WHEATON, Md. - Police officers across the United States are on high alert after the fatal shootings of officers in Dallas and Baton Rouge. Policing in today's world has turned stressful for many cops who see themselves as targets.
To get a better understanding of how officers are coping on the job, FOX 5 went on a ride along with a Montgomery County police officer.
Officer Jonathan Morley has been on the job for just over three years. He is a Rockville High School and University of Maryland graduate. He is also a member of the National Guard.
We were in his cruiser for just a few minutes when we got the first call – a minor fender bender on Georgia Avenue involving a couple with an infant in a car seat. The worried parents wanted the baby checked out.
Back in the cruiser, we talked about the recent assault on law enforcement in Louisiana.
"It upsets me and it just makes me angry because the vast majority of us, we go out there and we patrol these neighborhoods,” he told us. “I don’t think a lot of these officers on the road, unless they are veterans, really know what they are supposed to do in those situations.”
As we rode along, we talked about what it is like to be a cop today.
"You are really never off duty doing this job, especially when you have a take-home car like this,” Morley said. “Even when you are not working, everybody knows who you are, what you do, where you live.
Our second call took us to a house in Wheaton where a woman called 911 to say she was worried about human trafficking.
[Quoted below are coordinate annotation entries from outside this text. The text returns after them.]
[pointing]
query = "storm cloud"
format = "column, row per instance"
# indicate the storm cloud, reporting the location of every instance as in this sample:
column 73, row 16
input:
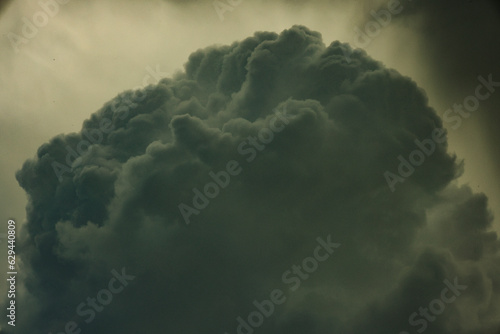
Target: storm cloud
column 322, row 175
Officer Morley suspected she was having some mental health issues, and after making sure she was okay, we were back on the road.
“Just check her welfare, make sure she is all right and go on to the next one,” said Morley.
Our third call was far more serious. Two cars collided near Connecticut Avenue and Veirs Mill Road. In one of those vehicles was a baby in a car seat. The air bags deployed and the parents wanted the baby checked out.
Morley has had a body camera for a few months. Although he was apprehensive about using it at first, he now likes it.
“Honestly, I do like having it,” he said. “If I’m on a call, I don’t see everything with my own eyes.”
With every cell phone now equipped with a camera, Morley said he expects to be photographed at every stop. But what concern him are the people who turn on a camera and then try to goad him into something confrontational.
“The cell phone doesn’t get the whole side of the story,” Morley said. “It only takes where they started videotaping. It doesn’t take what led up to that.”
Since the shootings in Dallas and Baton Rouge, Morley said he is getting more people thanking him for his service. It is something he appreciates. But more so, this cop said he wants people to talk to him and don't be afraid to say hello.
“If people would come up and like to speak to me, I would love that,” he said. “It helps me get through the day and it helps build relationships with the community. I would say 90 percent of my interactions with people every day are goodwilled.”
Our fourth call of the day was a 911 disconnect. It was nothing serious, only a misdial by a receptionist. Just another day on the job.